A certain polyhedral crystal has 15 faces, 5 which are quadrilaterals and 10 of which are triangles. How many vertices does it have?
I decided to just draw the shape out by just drawing 5 squares and 10 triangles, but when I counted the vertices I always got different answers. I got 15, 16, 17, and 18. I am very confused. How do I do this question?
Envision a planar pentagon. Stretch the planar pentagon to make a solid with pentagonal faces. Each face of the pentagonal solid has 5 edges and 5 vertices. Connect each vertex to a point off of each of the pentagonal faces creating 5 triangles on each side of the pentagonal solid.
The result is a polyhedron having 15 faces, 5 of which are quadrilaterals and 10 of which are triangles. There are 15 edges and 12 vertices. However, this does not satisfy Euler's famous equation v + f - e = 2 (vertices + faces - edges) or 12 + 15 - 15 does not equal 2. Perhaps this is not a legal polyhedron.
Some food for thought.
A convex polyhedron is defined as a solid with flat faces and straight edges so configured as to have every edge joining two vertices and being common to two faces.
There are many convex polyhedra, only five of which are considered regular polyhedra. Regular polyhedra satisfy three criteria. All the faces are congruent. All faces have the same number of edges equal to, or greater than, three. Each vertex joins the same number of edges. The five regular polyhedra are the tetrahedron, cube, octahedron, dodecahedron and the icosahedron.
Euler's famous equation, v - e + f = 2, applies to all convex polyhedra where v equals the number of vertices, e equals the number of edges and f equals the number of faces.
Given the number of edges of a regular polyhedron, is it possible to determine the numbers of faces and vertices knowing that v - e + f = 2. It is possible given that the given number of edges does, in fact, represent a real convex polyhedron in the first place. Given just any number, there will not always be a polyhedron with that number of edges.
The smallest number of edges possible is 6 for the 4 sided tetrahedron consisting of 4 equilateral triangles joined along their edges to form a 3 sided pyramid. Not knowing the form of the polyhedra that contains the 6 edges, it is possible to derive the specific polyhedron having 6 edges. Given that v + f - e + 2 = 8, the only possible pairs of v and f are 3-5, 4-4, 5-3. If each face has m edges, then mf = 2e = 12. Similarly, if each vertex joins n edges, nv = 2e = 12. "m" must be 3 or greater leaving us with possible m's of 3, 4, or 6 and faces of 4, 3, or 2. Having already shown that "f" must be 5, 4, or 3, we are left with 4 or 3 as the only possible values for "f". Clearly 3 faces cannot form a closed convex polyhedron, leaving us with m = 3 and 4 faces. Knowing that we have 4 faces, "v" is also 4 and our polyhedron with 6 edges has 4 faces and 4 vertices, the tetrahedron.

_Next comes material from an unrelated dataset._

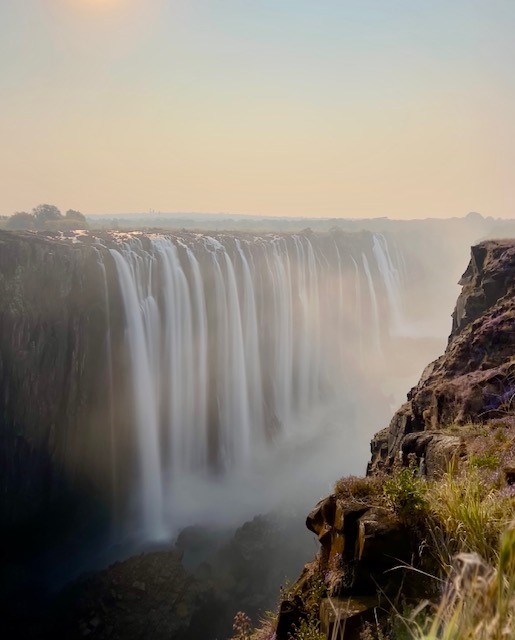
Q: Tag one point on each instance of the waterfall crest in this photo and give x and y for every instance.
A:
(232, 340)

Following this same path for other polyhedra is not as easy. What if the number of edges e = 12? We therefore know that v + f = 14 giving us possible combinations of v and f of 3-11, 4-10, 5-9, 6-8, 7-7, 8-6, 9-5, 10-4 and 11-3.
At this point, let me introduce two other useful facts about convex polyhedra. The number of vertices is at least 2 more than half the number of faces or v = f/2 + 2. Similarly, the number of faces is at least 2 more than half the number of vertices or f = v/2 + 2. Applying these two rules to our list of possible v's and f's, we end up with only 6-8 and 8-6 as viable candidates. Now we must take note of another piece of information that we can deduce very easily from what we have already explored. We already derived the only regular convex polyhedron with 3 edged (triangular) faces. The polyhedron we seek with 12 edges must therefore have faces containing at least 4 edges. Lets assume that each face has 4 edges and see where it takes us. If each face does, indeed, have 4 edges, we can the write, as we did above, 4f = 2e = 24 making f = 6 and v = 8. What have we here? By golly, the cube, a convex polyhedron having 6 congruent faces, 8 vertices and 12 edges.